Changes in dog bite law hoped to reduce dog bite injuries
The Dog Control Bill will reach the final stage in the House of Lords after the summer recess and will then go to the House of Commons for further consideration. The Bill will make changes to the Dangerous Dogs Act 1991, which focuses on banning certain breeds. Under the new Bill, notices will be issued to dog owners at an early stage of problematic behaviour. The focus will shift more to responsible ownership and the idea that any dog can be aggressive if not properly controlled. It is hoped that the new Bill will result in fewer dog bite injuries.
A crown court judge was arrested earlier this month after a man claimed that he had been bitten by one of her two Alsatians. She had previously been fined £2,500 in December for failing to keep her dogs under control. They had attacked her neighbour’s son as he sunbathed in the garden. In April, a postman was bitten on the leg and Royal Mail suspended deliveries to her house. The dogs have been removed to kennels and a decision will be made as to whether to press charges.
In another incident, two men, aged 19 and 20 were sentenced to five years imprisonment last year. Their two dogs attacked three police officers. One police officer suffered bite wounds to his right leg, knee and arm. He has been left with permanent scarring. Two other officers who came to his assistance were also bitten. The judge who sentenced the two men said that, “this is a type of offence which is causing increasing, legitimate concern in the public.” The two men were banned from keeping any dog for 10 years, in addition to their prison sentences and the two dogs in question were put to sleep.
Dog bite law is currently undergoing changes. The Dog Control Bill passed the report stage in the House of Lords earlier this month. Under the new Bill, dog control notices will address problematic behaviour at an early stage, no matter what breed the dog involved is. The notices will focus on owners’ responsibility rather than particular breeds. The Bill will reach the final stage in the House of Lords after the summer recess and will then move to the House of Commons for further consideration.
Current dog bite law bans certain breeds as dangerous. These breeds include the Pit Bull Terrier, the Japanese Tosa, the Dogo Argentino and Fila Braziliero. It is illegal to breed from, sell, abandon or give away a banned dog. A dog that is suspected to be a banned breed can be seized by the police or dog warden. It is possible to have a dog that is a banned breed put on the Index of Exempted Dogs as long as certain conditions are met, including that the dog is neutered and insured against injuring other people.
A spokesperson from the Kennel Club has said of the new Bill, “Bull breeds and Pit Bull Terriers in general are the very victims of their own loyal nature.

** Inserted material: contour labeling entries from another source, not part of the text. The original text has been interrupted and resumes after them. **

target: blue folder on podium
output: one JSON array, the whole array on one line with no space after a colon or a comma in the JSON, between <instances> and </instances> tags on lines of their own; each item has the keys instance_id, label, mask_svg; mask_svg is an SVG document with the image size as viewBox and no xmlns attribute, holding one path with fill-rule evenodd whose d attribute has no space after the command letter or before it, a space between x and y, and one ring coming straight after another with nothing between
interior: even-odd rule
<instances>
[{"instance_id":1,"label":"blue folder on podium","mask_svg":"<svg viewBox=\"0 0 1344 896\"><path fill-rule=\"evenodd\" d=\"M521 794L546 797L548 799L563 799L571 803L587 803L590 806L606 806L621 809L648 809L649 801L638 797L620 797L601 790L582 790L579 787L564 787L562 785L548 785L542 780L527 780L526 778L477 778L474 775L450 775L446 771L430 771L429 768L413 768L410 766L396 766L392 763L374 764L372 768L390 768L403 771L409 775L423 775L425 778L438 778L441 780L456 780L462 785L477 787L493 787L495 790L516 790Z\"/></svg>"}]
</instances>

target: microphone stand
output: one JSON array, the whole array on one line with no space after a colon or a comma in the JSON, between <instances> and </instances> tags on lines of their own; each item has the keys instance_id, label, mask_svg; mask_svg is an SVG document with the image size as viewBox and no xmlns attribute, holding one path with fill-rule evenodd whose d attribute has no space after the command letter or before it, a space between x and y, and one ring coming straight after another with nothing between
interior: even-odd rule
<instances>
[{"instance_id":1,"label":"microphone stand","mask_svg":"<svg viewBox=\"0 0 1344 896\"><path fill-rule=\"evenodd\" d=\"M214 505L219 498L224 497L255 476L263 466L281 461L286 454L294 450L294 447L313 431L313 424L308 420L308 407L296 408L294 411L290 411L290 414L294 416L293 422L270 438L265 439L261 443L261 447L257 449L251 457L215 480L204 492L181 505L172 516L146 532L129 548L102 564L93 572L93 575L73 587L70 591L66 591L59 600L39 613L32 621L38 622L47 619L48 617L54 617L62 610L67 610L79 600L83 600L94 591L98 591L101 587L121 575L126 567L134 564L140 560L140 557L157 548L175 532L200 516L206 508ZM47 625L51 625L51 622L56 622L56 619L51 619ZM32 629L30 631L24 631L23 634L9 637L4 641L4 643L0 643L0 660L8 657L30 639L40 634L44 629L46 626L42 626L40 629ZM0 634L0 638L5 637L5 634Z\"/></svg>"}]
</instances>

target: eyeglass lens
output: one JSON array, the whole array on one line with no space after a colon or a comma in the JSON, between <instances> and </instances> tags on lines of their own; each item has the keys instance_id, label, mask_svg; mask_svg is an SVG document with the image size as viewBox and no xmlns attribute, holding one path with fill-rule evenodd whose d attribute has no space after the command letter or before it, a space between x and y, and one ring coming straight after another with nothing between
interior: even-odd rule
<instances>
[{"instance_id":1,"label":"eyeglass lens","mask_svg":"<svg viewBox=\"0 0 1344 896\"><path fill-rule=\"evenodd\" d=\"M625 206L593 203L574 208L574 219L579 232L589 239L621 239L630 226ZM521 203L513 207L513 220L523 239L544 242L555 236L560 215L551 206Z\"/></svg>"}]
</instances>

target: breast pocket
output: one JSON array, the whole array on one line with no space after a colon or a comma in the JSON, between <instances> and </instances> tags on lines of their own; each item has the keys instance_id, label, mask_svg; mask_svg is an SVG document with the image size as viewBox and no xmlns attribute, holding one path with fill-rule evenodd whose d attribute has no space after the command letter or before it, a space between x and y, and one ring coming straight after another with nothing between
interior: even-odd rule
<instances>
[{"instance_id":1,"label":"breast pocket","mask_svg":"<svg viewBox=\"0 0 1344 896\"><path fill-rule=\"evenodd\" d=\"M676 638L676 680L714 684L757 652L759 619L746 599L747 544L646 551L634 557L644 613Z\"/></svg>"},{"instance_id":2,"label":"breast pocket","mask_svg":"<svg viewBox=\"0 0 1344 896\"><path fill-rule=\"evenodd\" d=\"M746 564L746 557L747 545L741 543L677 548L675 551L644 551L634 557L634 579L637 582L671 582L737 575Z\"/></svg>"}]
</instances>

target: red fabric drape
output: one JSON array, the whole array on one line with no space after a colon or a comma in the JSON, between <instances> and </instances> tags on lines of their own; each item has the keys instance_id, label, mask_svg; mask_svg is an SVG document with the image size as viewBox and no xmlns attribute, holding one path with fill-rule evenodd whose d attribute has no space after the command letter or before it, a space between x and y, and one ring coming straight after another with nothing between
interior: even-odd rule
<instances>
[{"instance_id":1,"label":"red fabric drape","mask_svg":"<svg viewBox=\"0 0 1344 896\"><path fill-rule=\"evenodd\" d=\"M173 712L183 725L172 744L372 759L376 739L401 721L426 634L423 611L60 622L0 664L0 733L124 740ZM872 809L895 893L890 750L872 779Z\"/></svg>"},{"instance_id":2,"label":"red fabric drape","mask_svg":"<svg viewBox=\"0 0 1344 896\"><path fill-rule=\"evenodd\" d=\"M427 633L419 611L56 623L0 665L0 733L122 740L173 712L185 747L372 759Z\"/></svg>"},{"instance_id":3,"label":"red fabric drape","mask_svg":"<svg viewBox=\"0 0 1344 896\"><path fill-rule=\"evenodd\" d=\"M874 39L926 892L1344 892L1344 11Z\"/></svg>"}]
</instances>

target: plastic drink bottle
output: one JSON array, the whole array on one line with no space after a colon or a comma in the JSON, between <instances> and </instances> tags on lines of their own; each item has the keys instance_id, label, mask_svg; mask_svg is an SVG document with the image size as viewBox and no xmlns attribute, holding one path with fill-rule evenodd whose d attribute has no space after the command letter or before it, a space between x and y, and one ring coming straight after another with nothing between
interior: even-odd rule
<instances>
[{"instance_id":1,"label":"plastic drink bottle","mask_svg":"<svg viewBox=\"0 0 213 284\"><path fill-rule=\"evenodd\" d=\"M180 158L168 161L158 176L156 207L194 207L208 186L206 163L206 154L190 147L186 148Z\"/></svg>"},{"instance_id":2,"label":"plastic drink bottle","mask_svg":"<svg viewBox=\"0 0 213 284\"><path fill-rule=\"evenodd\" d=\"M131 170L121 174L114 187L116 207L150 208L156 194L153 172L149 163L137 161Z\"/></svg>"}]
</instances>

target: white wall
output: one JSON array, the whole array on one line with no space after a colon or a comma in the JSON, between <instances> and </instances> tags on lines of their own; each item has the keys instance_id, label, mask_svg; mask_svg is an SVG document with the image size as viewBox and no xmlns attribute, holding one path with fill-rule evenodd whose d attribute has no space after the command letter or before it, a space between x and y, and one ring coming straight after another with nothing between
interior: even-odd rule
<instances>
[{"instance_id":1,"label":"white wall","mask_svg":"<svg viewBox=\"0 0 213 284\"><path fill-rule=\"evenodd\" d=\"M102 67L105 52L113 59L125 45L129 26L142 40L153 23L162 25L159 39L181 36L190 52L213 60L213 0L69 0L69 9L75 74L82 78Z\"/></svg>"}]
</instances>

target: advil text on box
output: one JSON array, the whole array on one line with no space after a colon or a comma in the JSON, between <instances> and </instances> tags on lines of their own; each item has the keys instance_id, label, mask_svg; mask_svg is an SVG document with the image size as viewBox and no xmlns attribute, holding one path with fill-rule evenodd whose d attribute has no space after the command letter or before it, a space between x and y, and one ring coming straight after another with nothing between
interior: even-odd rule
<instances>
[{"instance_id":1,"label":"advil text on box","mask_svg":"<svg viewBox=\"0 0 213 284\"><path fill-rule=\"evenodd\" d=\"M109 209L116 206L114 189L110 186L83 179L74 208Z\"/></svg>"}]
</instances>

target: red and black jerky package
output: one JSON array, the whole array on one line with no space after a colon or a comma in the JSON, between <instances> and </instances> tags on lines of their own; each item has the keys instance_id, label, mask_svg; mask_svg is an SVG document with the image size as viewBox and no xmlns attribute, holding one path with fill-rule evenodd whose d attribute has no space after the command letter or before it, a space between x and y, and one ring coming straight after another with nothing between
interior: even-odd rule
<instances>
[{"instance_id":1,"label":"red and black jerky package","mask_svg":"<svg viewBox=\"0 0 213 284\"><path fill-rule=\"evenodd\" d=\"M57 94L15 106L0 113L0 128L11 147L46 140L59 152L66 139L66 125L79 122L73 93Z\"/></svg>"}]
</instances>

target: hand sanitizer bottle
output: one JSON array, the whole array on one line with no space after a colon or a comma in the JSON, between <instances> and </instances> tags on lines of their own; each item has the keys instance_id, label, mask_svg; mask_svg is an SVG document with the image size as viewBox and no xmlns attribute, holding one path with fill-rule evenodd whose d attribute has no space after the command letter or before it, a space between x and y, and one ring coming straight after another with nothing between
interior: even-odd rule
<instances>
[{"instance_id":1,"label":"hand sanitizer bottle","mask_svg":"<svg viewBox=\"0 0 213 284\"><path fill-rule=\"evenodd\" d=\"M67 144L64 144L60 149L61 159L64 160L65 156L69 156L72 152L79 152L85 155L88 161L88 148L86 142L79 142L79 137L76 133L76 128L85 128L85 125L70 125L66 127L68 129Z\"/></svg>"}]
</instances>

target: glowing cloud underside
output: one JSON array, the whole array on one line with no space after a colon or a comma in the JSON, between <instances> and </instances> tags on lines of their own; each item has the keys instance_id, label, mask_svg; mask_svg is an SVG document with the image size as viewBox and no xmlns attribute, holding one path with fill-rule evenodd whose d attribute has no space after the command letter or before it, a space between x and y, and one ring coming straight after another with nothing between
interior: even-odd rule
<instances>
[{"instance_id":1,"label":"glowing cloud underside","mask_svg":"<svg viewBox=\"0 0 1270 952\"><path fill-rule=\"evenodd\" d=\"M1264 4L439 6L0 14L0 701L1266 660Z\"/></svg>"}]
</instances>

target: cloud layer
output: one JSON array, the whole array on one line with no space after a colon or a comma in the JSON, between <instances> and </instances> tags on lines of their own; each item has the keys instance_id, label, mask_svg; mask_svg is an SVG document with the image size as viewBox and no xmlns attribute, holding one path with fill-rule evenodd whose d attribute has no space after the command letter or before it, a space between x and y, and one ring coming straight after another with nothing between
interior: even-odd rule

These dogs are used for fighting because of their extreme loyalty and willingness to do anything for their owner… This loyalty also means that in other countries pit bulls and other bull breeds are used as search and rescue dogs, assistance dogs and guide dogs – yet in this country they can be destroyed just for being of a ‘type’.”
Lord Redesdale, who introduced the Bill said, “Banning the Pit Bull Terrier in 1991 was a huge mistake… Doing away with breed specific legislation would remove the ‘cachet’ that these dogs currently have and focus on the real problem at the other end of the lead.” Any dog, no matter what breed, can be well behaved and safe to be around or can be dangerous and at risk of biting. A major factor in dog behaviour is owner behaviour and whether the dog is properly trained and controlled. Being violent towards a dog is likely to encourage the dog to be aggressive, as well as encouraging the dog to be violent towards others.
Some dogs, particularly Staffordshire Bull Terriers, are often used as weapons, particularly in gang conflicts. Because of the width of their jaws, Staffordshire Bull Terriers can exert a huge amount of pressure in their bite. Certain breeds, such as the Mastiff, can exert nearly as much pressure in their bite as a lion. When trained to attack on command, a dog like this can prove a dangerous weapon. Around 225,000 people attend a minor injury or A&E department every year as a result of dog bites. Most of these attacks are from dogs that they know. Admissions to hospital as a result of dog bites stood at 5,800 in 2009/10 and in 2008, there were four fatalities.
There are different types of dog aggression. Dominance aggression is a struggle for dominance. Careful and firm handling from an early age can combat this. Territorial aggression can occur when a dog sees a certain area as his territory. This can cause particular problems for postmen, who may be seen as strangers entering this territory. Fear based aggression can either be as a result of temperament or mistreatment and occurs when a dog is frightened. Predatorial aggression occurs when a dog perceives something as its prey, which could include a running child.
It is hoped that the new Dog Control Bill will address some of the issues of dog handling that lead to dog bites and that incidents will be reduced.